La técnica academicista y su contenido romántico situaron a Ingres durante toda su carrera en dos posturas extremas y simultáneas, de devoción y rechazo entre la crítica.

Cinco son los grandes temas que seccionan su obra: el retrato, del que participaron los grandes personajes franceses del siglo XIX, entre los que se podría destacar el de la “Princesa de Broglie”.

Los desnudos de mujeres justificados en el contexto de baños turcos, para no suscitar las críticas del puritanismo de la época, constituye uno de sus temas más famosos, mitificado por el lienzo de “La Bañista de Valpinçon”.

La figura femenina de espaldas, protagonista de este lienzo, se repite en gran número de los cuadros del artista.

La maestría de la obra radica en una deformación de la anatomía, en sacrificio de un efecto estético.

Sin embargo, este procedimiento disidente para plasmar el cuerpo femenino, fue eternamente incomprendido por la crítica que tachaba al artista de excéntrico.

Su pintura religiosa, más aceptada y comprendida por la crítica de la época, imita los modelos de las obras religiosas de Rafael.

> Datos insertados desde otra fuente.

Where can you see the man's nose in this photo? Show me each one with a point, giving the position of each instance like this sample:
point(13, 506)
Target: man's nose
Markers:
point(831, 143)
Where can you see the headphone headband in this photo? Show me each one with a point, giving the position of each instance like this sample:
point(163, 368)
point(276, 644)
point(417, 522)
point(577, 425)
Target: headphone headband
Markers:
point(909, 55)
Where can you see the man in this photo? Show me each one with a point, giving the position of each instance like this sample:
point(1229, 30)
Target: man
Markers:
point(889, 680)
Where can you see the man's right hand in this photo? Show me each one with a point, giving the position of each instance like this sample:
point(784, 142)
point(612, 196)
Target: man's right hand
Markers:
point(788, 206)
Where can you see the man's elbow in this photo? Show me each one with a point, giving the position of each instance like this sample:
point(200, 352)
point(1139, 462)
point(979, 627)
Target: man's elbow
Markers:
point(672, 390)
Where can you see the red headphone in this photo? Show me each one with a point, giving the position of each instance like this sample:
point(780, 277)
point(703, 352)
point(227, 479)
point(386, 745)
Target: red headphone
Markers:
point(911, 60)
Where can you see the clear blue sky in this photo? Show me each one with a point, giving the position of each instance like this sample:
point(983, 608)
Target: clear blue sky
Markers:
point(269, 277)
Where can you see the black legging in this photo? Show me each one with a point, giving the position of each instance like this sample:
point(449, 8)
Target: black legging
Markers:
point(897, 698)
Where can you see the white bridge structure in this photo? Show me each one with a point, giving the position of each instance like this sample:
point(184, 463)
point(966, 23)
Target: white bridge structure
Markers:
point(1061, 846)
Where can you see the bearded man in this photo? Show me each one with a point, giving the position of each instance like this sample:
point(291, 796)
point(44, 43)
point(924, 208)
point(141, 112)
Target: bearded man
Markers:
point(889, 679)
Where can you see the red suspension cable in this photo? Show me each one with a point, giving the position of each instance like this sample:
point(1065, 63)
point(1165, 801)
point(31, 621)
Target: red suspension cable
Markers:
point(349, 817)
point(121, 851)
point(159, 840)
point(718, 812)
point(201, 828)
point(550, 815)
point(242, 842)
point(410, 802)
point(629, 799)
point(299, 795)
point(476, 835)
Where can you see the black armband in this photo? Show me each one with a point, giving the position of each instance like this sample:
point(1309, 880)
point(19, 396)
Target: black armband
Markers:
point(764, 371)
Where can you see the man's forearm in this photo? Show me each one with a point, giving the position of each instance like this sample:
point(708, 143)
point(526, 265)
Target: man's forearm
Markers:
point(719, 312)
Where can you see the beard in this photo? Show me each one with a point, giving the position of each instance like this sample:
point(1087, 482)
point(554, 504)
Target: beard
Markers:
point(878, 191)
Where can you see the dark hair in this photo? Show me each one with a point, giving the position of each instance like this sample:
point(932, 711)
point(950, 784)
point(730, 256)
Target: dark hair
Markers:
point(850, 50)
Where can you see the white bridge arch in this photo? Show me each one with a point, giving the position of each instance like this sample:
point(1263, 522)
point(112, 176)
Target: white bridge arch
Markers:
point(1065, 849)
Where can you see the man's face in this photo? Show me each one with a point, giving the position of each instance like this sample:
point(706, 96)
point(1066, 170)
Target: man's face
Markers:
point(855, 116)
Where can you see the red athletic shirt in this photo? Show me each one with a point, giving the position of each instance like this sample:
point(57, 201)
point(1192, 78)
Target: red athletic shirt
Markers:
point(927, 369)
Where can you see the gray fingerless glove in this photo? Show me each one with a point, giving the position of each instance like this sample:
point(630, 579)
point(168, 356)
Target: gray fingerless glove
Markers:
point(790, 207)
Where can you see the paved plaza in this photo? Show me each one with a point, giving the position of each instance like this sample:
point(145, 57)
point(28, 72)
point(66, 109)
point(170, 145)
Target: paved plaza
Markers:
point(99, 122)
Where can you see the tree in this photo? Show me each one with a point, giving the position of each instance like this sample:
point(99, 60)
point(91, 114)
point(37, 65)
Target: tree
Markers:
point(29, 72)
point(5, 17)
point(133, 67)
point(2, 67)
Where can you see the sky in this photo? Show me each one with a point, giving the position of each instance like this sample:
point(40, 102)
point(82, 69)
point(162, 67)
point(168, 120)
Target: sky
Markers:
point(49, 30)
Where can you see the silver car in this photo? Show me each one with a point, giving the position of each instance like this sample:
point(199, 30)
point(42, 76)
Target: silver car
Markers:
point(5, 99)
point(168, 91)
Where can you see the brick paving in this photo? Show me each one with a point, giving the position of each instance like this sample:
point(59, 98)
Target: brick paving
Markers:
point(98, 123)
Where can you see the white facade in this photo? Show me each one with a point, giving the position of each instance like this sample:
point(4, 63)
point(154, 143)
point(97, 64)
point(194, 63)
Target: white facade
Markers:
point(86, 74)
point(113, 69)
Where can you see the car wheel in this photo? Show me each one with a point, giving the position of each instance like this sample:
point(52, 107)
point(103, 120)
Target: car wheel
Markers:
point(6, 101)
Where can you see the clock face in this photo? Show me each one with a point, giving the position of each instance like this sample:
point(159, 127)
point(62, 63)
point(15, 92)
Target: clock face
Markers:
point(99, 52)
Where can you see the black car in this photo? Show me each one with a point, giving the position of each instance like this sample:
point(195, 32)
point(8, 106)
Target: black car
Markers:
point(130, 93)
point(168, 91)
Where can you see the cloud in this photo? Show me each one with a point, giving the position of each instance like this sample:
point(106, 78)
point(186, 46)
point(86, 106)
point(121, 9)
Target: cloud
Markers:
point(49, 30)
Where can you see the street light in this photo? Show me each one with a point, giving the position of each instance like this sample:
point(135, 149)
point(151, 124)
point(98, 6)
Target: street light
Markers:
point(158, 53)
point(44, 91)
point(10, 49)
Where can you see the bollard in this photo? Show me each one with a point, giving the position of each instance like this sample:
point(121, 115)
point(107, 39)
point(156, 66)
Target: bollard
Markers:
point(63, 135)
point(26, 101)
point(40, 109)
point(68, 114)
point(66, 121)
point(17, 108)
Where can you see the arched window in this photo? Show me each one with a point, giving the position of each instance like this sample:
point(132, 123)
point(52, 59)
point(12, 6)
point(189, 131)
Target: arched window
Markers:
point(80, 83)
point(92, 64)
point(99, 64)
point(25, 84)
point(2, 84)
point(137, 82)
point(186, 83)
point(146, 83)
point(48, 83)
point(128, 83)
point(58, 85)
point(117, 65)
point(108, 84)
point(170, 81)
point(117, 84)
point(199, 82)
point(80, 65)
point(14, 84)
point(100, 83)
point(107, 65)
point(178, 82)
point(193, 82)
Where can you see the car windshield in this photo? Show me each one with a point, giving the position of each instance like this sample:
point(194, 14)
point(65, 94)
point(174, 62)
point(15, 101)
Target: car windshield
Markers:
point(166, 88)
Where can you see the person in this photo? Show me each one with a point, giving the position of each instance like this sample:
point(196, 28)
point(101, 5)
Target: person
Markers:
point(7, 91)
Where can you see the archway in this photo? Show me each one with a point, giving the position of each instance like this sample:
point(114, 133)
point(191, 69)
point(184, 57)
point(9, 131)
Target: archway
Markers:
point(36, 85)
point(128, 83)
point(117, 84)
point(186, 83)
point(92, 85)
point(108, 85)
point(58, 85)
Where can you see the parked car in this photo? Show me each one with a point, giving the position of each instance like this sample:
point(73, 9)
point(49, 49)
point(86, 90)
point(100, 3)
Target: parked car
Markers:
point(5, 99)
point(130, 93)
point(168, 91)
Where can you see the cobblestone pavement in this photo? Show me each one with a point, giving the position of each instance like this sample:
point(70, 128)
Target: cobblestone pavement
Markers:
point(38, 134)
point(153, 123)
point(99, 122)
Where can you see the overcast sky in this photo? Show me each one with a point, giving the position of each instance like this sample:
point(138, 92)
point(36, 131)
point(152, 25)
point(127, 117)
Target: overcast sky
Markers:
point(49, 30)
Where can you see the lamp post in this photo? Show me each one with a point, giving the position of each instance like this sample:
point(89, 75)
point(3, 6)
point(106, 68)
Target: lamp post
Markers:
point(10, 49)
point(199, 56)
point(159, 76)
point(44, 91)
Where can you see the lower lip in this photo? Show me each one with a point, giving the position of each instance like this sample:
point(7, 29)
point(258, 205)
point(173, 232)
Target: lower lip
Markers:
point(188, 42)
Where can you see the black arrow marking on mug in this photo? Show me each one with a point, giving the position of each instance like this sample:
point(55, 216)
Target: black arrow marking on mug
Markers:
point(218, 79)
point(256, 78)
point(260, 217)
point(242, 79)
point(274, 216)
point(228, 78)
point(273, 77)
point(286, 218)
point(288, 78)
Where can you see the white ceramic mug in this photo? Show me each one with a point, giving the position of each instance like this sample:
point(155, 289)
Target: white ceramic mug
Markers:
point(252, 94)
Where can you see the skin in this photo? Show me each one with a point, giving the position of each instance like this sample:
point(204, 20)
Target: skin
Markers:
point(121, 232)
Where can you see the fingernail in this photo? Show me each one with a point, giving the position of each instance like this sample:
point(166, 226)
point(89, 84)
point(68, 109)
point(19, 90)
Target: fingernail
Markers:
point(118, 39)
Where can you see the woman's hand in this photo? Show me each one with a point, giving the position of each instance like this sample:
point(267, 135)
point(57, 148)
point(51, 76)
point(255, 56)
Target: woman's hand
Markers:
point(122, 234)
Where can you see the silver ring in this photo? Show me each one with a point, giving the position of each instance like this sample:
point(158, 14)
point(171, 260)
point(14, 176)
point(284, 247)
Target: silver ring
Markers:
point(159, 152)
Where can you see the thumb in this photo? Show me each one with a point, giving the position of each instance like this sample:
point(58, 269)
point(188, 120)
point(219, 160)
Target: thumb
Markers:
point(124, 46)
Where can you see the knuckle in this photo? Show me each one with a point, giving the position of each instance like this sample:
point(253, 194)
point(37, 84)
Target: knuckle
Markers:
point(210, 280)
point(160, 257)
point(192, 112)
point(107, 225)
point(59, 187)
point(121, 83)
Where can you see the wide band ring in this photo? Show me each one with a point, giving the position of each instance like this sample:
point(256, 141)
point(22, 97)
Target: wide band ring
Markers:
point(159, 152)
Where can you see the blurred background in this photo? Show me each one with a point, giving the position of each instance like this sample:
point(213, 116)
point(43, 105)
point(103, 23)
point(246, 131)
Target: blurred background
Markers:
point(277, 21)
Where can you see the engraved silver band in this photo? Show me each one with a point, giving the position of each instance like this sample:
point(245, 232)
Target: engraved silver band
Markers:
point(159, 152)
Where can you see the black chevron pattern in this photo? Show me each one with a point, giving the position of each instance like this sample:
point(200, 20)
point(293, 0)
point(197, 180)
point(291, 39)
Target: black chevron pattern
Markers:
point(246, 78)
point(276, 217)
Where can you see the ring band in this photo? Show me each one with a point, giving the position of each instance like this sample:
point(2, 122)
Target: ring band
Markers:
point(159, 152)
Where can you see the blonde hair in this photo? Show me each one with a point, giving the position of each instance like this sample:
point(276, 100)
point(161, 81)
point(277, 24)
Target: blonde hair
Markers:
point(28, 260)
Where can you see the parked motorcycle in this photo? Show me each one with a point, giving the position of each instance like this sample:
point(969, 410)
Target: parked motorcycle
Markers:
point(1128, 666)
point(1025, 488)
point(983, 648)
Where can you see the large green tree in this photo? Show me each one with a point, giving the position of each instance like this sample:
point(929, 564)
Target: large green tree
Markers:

La pintura histórica y mitológica fueron dos temas estrechamente relacionados cultivados también por el artista.

Suelen ser telas de enorme formato, muy poblados de formas y figuras que narran una moraleja, siguiendo la tradición neoclásica.

La pintura de Ingres ha tenido un gran peso y trascendencia tanto en el aspecto conceptual, como en el formal, en artistas de generaciones posteriores que adoptaron su manera de pintar y su estilo delicado y exquisito.

La transmisión del contenido de la pintura de Ingres alcanzó a la pintura romántica, al impresionista Degas e incluso sirvió de referencia en la vanguardia del siglo XX que suponía una “vuelta al orden y a la línea”, influyendo con el modo de reconstruir sus figuras, incluso en tan grandes artistas como Picasso y Salvador Dalí.